The birth had again been straightforward, and Rose had been due to leave within a few days, but she refused to go until Fred
came to pick her up in the
van. But Fred didn’t come and only in fact turned up once in ten days. In the end Rose was forced to discharge herself and
get the bus home with the baby.

When Rose arrived home she was in for another shock. Anna-Marie and baby Heather were alone in the flat, while Fred was nowhere
in sight. Thumping on the door of the neighbour’s flat, Fred emerged red-faced and dishevelled. The newlyweds were supposed
to be open with each other about ‘everything’; sleeping with someone else behind the other’s back was not part of the deal,
and Rose erupted at her husband.

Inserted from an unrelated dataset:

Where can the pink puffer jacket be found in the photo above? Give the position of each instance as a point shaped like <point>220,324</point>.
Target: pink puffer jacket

Whether to placate his bride, or for some other reason, Fred agreed to take Rose on a belated
honeymoon – albeit that they would have the children and a mystery young blonde-haired woman in tow. Rose had wanted to show
Fred her childhood home of Northam in north Devon. Despite all that had happened there, it was a trip down Memory Lane as
she hadn’t been home since she’d left almost a decade ago. Even though Fred wasn’t a drinker, Rose stopped off to take him
into The Golden Lion, where she chatted to some of her former neighbours from Morwenna Park Road. As Rita New, a chalet cleaner
at Westward Ho! holiday camp, explained:

I used to meet my husband up The Golden Lion at lunchtime, I had my daughter Tracy with me. It was in the 70s. I sat with
Margaret Wilcox – Barry Seathe and his wife were sat by the bar. The door opened and in walked a slim man in a tank top which
had a fawn background. He had two young women with him – one with a blonde bob and one with long dark hair, who was about
eighteen. Barry chatted to them then brought the dark one over to me and said, ‘Do you know who this is?’ I didn’t recognise
her, it’d been some years since she’d left [Northam] but she said ‘It’s Rose.’ She was smiling and looked lovely – she was
a beautiful girl. We chatted and I asked how she was and her parents. She said ‘I don’t have nothing to do
with them now. This is my husband [pointing to the man at the bar].’ I saw him [Fred] at the bar with the blonde. He was all
fidgety and on edge. She said they’d got married and couldn’t have a honeymoon at the time for some reason, so they were taking
a belated one. After a while Rose said, ‘We’ve got to go now – I’ve taken them to Exeter, now I’m going to show them Ilfracombe.’
When they went Barry came over to us. He said that blonde with him at the bar, that’s his ex-missus. ‘I find it awful funny,’
Barry said, ‘he takes his ex-missus on a belated honeymoon … I find it most weird that’s his ex-missus.